Jan. 10, 2019 By Christian Murray
A liquor store operator who planned to set up a new store next door to a substance abuse clinic in Astoria was told by the State Liquor Authority yesterday to open up elsewhere.
Xiao Wang, who operated the now-shuttered Baba Wine & Liquor at 3-15 27th Ave., went before the SLA yesterday to get a liquor license so he could open a store at 8-23 Astoria Blvd.
The site is next door to Reality House, a facility that treats veterans with alcohol and substance abuse addictions, and is near Astoria Houses, a large public housing development.
Wang told the SLA that he chose the Astoria Boulevard location since it is near his old 27th Avenue store that was demolished to make way for development. He said it took him a year to find a site nearby.
But the SLA said this was not the place for him.
“I don’t think this is the right location,” said one of the commissioners at the hearing yesterday. “Imagine you go for [alcohol] treatment and right next door there is a liquor store.”
The decision was announced at around the same time that Council Member Costa Constantinides and community leaders—such as Bishop Mitchell Taylor of Urban Upbound and Claudia Coger of Astoria Houses- held a rally outside the proposed location to announce their opposition.
Happy to report #SLA has denied the applicant a liquor license to operate next to Reality House. The person has been told to find another location, and we will make sure it doesn’t negatively impact our community. https://t.co/wVjLpS7jX5
— Costa Constantinides (@Costa4NY) January 9, 2019
The rally came a month after Constantinides and Assembly Member Cathy Nolan wrote letters to the SLA in opposition to Wang’s application.

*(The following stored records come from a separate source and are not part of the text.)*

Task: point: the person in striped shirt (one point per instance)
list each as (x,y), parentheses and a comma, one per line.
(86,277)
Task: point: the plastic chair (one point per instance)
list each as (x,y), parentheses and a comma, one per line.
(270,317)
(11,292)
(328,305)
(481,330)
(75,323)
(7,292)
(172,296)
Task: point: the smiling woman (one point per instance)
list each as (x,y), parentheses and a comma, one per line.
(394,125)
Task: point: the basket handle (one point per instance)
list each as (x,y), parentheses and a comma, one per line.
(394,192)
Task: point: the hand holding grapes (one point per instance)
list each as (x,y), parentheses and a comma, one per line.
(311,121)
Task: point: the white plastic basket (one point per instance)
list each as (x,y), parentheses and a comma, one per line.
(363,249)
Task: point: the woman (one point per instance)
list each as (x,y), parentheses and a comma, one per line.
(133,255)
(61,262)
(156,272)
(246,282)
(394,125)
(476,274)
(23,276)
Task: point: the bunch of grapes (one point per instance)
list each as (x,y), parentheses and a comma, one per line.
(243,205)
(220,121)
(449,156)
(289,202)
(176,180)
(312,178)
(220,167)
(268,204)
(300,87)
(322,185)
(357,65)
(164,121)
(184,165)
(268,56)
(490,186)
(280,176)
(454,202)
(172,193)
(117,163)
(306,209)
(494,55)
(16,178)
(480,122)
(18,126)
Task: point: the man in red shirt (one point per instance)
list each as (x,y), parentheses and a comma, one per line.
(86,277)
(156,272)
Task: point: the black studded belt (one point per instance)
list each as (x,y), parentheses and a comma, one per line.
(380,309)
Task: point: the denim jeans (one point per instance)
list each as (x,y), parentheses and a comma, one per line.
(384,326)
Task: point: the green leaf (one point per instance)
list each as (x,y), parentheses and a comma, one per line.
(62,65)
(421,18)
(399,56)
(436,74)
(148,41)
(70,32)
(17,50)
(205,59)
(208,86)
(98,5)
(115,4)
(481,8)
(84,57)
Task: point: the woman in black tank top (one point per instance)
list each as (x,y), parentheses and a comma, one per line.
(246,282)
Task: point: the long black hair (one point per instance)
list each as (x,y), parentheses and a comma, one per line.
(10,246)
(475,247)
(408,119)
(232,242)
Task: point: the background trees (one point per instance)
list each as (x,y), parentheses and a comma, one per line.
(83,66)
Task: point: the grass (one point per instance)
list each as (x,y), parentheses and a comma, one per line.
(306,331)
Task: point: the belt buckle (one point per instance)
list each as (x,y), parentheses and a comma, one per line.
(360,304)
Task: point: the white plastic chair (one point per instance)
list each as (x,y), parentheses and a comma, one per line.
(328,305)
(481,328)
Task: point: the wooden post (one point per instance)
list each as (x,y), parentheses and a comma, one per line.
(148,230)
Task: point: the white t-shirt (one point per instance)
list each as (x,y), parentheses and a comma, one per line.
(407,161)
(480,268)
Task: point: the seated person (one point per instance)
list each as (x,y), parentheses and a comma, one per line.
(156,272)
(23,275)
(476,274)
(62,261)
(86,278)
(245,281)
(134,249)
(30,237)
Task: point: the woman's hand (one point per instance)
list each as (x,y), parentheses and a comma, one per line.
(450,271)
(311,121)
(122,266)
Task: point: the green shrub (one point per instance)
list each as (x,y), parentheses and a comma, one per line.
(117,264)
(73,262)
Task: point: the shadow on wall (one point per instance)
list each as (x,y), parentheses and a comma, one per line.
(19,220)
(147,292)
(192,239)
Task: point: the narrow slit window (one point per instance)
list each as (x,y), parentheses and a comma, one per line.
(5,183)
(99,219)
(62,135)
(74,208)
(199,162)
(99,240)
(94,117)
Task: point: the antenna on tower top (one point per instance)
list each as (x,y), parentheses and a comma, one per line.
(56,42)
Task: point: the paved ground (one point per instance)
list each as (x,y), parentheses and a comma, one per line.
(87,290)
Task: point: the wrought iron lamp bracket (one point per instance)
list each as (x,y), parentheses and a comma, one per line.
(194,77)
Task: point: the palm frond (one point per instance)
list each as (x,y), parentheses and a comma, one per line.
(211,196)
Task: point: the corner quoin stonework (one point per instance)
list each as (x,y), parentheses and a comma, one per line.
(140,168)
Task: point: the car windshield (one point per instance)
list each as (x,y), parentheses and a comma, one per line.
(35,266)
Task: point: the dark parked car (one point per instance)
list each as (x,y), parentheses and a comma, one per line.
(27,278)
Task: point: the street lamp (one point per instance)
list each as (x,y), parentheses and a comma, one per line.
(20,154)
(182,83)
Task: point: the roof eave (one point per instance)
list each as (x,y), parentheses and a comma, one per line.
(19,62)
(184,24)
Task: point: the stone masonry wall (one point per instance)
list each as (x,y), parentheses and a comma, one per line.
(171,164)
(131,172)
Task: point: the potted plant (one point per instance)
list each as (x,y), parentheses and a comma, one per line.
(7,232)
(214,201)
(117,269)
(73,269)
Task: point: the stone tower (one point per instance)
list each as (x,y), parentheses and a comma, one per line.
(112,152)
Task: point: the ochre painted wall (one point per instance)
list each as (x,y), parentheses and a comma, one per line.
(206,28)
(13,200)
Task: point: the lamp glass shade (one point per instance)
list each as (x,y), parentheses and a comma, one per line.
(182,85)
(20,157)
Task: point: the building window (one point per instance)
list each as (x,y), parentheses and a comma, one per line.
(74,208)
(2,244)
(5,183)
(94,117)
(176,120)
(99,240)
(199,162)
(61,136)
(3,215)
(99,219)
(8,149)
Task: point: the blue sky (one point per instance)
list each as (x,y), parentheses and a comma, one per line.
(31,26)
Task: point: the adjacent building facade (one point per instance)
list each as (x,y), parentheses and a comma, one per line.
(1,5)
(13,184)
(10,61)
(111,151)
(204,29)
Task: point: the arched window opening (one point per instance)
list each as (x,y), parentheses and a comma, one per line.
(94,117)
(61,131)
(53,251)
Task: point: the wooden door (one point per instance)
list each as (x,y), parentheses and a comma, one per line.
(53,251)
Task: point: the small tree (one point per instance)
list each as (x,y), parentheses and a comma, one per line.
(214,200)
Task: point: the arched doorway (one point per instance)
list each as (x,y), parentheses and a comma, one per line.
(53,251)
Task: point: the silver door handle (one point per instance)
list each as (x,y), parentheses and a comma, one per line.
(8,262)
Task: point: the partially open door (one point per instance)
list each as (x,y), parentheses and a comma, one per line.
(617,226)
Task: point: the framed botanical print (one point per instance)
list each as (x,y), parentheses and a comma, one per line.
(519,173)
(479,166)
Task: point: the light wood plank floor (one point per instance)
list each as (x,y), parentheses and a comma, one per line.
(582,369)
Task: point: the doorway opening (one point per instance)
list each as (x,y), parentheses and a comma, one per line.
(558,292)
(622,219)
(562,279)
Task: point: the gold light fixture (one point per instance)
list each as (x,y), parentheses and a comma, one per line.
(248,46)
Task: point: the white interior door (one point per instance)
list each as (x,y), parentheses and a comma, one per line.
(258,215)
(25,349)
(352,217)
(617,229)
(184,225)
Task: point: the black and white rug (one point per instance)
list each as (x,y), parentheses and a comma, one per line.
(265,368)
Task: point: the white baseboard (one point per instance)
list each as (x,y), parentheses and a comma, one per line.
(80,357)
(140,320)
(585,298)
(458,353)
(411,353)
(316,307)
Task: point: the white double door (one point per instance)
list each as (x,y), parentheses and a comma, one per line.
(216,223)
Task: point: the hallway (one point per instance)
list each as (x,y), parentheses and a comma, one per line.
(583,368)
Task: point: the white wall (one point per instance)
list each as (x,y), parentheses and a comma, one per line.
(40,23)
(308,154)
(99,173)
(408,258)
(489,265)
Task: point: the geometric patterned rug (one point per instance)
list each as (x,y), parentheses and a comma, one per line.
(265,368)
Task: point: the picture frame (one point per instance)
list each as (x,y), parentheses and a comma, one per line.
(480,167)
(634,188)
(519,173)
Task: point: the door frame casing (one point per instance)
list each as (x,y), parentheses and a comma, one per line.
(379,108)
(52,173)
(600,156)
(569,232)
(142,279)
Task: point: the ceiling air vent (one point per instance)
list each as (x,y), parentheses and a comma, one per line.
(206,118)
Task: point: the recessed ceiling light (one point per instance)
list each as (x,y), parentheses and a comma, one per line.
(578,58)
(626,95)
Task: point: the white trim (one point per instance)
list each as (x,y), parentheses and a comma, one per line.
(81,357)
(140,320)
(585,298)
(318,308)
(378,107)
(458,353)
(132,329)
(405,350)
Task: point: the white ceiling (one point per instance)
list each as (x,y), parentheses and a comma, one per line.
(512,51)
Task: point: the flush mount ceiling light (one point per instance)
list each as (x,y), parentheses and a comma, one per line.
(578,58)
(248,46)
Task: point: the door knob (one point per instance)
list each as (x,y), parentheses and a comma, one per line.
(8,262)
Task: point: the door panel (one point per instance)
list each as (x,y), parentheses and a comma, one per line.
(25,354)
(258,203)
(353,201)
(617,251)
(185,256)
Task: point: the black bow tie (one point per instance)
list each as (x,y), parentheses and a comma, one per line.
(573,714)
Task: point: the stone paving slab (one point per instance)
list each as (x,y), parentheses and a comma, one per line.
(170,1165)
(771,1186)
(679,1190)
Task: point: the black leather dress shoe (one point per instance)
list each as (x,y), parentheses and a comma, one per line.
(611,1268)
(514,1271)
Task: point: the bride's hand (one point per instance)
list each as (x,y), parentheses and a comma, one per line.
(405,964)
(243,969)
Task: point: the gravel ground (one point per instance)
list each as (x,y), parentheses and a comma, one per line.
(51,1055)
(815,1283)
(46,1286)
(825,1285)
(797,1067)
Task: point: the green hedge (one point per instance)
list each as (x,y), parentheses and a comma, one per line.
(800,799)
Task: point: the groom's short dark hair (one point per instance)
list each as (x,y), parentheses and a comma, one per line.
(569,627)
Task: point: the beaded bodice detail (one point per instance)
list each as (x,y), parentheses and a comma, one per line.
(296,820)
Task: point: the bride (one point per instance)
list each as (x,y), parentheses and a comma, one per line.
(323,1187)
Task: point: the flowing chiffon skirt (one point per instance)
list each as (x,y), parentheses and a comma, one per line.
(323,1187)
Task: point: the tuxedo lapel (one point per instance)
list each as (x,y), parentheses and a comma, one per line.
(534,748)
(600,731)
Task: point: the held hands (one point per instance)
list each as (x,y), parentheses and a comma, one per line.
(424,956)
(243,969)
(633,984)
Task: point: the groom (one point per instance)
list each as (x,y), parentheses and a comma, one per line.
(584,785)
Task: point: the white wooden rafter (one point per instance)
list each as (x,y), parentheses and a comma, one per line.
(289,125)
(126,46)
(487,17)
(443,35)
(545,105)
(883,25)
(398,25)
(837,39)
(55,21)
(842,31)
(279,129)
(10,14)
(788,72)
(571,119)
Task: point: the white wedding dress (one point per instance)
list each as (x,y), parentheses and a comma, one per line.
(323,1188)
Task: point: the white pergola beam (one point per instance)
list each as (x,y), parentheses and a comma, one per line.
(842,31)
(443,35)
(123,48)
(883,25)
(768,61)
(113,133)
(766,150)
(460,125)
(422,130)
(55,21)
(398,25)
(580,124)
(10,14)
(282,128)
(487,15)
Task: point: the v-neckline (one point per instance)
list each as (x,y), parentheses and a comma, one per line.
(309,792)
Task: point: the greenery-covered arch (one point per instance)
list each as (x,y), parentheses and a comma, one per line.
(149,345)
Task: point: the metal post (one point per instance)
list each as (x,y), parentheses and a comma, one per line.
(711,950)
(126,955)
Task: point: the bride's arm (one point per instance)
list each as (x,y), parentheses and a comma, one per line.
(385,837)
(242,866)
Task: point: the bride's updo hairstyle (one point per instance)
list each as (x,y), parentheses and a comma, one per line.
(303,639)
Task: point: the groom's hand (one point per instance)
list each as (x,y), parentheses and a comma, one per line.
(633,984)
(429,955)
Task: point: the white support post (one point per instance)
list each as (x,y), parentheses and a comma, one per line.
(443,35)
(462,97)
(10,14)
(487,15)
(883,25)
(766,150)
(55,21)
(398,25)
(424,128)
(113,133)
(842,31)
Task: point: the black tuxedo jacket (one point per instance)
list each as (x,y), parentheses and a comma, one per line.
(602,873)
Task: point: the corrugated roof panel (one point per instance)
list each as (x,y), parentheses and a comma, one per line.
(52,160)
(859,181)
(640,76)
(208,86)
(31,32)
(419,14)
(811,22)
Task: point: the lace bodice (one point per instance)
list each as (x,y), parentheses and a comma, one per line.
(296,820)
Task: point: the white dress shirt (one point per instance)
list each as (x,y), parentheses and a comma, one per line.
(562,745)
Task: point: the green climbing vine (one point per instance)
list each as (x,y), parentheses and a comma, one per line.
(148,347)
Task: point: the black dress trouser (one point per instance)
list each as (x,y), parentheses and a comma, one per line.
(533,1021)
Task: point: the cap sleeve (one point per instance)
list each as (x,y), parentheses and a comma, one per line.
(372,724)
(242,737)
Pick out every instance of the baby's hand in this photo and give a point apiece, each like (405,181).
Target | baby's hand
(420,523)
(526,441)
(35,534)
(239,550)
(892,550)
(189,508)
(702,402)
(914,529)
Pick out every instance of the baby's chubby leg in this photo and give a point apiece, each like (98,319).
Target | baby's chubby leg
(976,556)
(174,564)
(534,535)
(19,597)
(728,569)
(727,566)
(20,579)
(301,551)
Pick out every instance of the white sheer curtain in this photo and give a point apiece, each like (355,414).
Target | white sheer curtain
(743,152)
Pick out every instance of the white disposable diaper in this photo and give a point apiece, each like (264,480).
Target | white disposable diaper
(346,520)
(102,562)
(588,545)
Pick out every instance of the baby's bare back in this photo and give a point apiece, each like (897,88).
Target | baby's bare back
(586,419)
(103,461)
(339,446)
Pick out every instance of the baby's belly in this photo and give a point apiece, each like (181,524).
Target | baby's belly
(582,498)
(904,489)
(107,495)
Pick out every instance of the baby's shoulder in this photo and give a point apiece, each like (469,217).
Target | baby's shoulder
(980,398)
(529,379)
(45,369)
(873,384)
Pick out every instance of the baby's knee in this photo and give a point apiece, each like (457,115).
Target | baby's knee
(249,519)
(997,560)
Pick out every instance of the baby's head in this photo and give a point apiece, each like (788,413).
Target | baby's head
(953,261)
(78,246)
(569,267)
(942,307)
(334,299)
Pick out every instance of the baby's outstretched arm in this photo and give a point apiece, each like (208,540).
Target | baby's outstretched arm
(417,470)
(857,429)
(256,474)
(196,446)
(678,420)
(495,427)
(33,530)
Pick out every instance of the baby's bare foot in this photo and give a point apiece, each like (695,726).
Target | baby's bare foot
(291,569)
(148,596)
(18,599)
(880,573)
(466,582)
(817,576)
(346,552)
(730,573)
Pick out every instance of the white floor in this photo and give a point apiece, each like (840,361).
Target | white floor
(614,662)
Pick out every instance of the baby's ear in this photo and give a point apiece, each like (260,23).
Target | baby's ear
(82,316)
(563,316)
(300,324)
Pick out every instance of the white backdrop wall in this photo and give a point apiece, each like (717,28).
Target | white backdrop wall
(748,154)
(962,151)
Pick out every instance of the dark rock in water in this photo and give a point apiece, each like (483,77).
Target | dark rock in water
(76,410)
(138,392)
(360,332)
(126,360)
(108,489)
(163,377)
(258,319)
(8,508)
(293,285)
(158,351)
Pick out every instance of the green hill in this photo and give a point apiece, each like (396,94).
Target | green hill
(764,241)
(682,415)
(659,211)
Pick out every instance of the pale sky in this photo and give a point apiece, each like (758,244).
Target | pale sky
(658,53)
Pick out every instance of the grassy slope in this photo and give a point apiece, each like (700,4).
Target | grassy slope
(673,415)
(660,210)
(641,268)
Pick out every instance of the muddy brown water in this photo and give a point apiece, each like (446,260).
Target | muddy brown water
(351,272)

Constantinides praised the SLA for rejecting the license via twitter late Wednesday.
“Happy to report #SLA has denied the applicant a liquor license to operate next to Reality House. The person has been told to find another location, and we will make sure it doesn’t negatively impact our community.”
“I am still shocked someone displayed the toxic hubris to even attempt to open a liquor store her,” Constantinides later said in a statement to AstoriaPost.
Wang came to the hearing with a history of violations stemming from his 27th Avenue store. In July 2017, he was fined $20,000 for selling liquor that had not been purchased from a licensed wholesaler and for not allowing an inspector onto his premises during normal business hours.
Wang was unable to be reached for comment yesterday.